The Trump campaign and the Republican National Committee are suing in federal court to block state election officials from enforcing rule changes that could boost the number of ballots counted. That includes guidance that will allow the fixing of absentee ballots with deficient information without forcing the voter to fill out a new blank ballot.
A federal judge in Cleveland this month ruled that a new Ohio directive allowing ballot drop boxes at locations “outside” boards of elections means they can be placed at multiple locations — a ruling at odds with the intention of the state elections chief. It’s not yet clear how many drop boxes will be available across the state before the election. Republican Secretary of State Frank LaRose appealed, and on Friday a three-judge panel on the 6th U.S. Circuit Court of Appeals approved his request to put the lower court’s decision on hold. A state appeals court ruled that requests for an absentee ballot cannot be sent by fax or email, finding it could swamp local election officials and threaten the security of the election.
Pennsylvania has seen a frenzy of election-related suits as state officials prepare for some 3 million people, about half the expected turnout, to cast mail-in ballots.

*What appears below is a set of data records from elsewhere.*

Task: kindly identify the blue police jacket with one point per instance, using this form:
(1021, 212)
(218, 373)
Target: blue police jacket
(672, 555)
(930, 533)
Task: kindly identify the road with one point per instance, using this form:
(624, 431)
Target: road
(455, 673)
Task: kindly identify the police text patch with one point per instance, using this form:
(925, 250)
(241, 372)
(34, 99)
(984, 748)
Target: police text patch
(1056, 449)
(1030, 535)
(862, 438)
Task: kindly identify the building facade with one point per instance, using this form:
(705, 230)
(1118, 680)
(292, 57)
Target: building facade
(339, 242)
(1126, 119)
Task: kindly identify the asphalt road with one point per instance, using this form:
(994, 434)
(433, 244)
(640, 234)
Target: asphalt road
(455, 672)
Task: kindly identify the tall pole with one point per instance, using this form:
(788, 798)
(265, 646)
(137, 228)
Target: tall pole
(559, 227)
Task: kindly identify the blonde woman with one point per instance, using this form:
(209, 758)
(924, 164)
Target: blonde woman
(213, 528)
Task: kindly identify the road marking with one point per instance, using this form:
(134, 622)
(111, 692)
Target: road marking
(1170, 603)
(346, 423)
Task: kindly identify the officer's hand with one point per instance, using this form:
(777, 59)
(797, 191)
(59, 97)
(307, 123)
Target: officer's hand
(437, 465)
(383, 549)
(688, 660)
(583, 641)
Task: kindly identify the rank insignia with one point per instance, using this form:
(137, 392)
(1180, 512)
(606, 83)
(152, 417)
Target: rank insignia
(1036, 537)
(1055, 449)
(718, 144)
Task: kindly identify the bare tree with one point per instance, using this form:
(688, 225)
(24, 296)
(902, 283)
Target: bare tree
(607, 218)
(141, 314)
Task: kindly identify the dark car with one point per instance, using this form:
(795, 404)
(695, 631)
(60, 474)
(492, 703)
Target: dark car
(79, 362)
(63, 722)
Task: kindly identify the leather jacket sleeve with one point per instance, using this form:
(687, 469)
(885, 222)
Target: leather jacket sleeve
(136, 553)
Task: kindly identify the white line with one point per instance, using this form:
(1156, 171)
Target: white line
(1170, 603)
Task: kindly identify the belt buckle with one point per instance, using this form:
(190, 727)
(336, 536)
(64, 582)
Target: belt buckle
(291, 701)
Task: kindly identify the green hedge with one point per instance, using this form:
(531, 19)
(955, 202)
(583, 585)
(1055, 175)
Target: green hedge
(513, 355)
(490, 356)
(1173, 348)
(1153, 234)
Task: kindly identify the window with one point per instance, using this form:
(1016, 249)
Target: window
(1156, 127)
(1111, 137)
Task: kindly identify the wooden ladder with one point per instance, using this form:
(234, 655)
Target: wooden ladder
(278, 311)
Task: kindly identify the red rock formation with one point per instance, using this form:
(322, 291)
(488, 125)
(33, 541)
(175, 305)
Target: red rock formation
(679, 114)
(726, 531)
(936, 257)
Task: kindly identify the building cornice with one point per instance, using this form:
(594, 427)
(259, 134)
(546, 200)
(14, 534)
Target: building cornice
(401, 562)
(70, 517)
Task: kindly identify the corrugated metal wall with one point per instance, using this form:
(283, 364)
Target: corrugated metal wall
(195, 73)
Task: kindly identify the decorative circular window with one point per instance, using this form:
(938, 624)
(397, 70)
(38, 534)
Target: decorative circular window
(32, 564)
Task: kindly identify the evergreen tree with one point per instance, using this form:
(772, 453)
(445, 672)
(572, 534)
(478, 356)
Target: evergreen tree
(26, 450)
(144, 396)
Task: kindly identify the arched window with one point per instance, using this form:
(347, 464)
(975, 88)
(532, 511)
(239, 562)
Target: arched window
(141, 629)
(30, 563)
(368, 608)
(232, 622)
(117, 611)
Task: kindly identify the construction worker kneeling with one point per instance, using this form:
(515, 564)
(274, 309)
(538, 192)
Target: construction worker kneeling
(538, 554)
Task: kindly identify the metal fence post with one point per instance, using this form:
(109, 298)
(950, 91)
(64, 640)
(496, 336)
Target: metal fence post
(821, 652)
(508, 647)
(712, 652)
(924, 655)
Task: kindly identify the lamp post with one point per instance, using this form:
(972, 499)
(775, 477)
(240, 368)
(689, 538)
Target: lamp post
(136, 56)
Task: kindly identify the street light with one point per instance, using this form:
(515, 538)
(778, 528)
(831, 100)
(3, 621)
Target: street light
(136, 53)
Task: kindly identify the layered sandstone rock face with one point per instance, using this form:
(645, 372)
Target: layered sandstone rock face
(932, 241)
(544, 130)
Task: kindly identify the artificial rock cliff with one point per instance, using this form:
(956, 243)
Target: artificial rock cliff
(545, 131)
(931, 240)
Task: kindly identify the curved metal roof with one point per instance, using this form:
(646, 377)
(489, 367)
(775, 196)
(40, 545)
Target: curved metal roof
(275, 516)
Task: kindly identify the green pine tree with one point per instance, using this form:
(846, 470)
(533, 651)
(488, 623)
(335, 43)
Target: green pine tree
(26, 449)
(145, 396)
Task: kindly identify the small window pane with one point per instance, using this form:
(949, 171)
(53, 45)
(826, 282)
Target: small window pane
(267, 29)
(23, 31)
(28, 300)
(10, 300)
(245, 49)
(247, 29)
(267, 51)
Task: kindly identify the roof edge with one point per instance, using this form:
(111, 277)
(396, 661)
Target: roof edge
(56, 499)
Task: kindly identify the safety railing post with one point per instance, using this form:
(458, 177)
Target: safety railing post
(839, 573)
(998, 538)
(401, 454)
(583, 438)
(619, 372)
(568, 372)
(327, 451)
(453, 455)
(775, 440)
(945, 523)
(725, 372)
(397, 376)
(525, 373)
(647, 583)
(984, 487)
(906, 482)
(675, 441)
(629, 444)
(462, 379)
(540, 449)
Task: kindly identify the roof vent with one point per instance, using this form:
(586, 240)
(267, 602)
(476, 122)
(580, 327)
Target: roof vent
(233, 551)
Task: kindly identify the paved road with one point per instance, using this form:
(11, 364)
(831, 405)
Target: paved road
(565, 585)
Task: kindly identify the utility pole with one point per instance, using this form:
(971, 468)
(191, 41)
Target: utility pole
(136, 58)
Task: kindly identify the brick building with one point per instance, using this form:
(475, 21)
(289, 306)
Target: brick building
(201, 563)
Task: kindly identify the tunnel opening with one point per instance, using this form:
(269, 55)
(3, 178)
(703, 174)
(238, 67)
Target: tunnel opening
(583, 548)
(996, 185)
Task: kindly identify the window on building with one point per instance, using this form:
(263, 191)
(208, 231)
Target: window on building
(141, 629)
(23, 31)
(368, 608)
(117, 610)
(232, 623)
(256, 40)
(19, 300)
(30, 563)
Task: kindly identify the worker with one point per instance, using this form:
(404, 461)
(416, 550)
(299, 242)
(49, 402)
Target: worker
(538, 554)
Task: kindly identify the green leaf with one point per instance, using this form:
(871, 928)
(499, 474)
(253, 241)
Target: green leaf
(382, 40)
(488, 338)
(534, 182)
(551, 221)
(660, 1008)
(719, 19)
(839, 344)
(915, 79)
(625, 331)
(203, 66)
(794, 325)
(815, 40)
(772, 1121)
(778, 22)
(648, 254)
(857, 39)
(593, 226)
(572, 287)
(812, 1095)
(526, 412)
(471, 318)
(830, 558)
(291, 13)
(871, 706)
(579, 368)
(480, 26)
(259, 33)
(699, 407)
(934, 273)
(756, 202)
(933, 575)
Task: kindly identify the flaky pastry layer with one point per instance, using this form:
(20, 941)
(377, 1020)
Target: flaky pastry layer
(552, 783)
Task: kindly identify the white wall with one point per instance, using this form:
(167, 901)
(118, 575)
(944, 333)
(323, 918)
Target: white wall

Trump’s campaign has asked the courts to bar counties from using unstaffed drop boxes or mobile sites to collect mail-in ballots; to throw out state guidance on signature discrepancies; to overturn a county residency requirement on poll watchers; and to let campaign representatives watch people register or fill out mail-in ballots in election offices. On Saturday, a federal judge dismissed challenges to the poll-watching law and efforts to limit how mail-in ballots can be collected and which of them can be counted. Republican lawmakers have asked the U.S. Supreme Court to reverse a ruling that gives counties three days after Election Day to receive and count eligible ballots.
The key court case over the election in Virginia involves the requirement that absentee voters find a witness to watch them sign their ballots. After the League of Women Voters filed suit over the issue, a federal judge issued a decree allowing voters to skip that step given the pandemic if they don’t feel it’s safe to have a witness present. The Republican Party of Virginia, which opposed the consent decree, is now challenging the state guidance on the issue, saying it’s likely to confuse voters.
A federal appeals court upheld a six-day extension for counting absentee ballots in Wisconsin as long as they are postmarked on or before Election Day. The recent ruling gave Democrats in the state at least a temporary victory in a case that could nonetheless by appealed to the U.S. Supreme Court.
The Associated Press contributed to this report.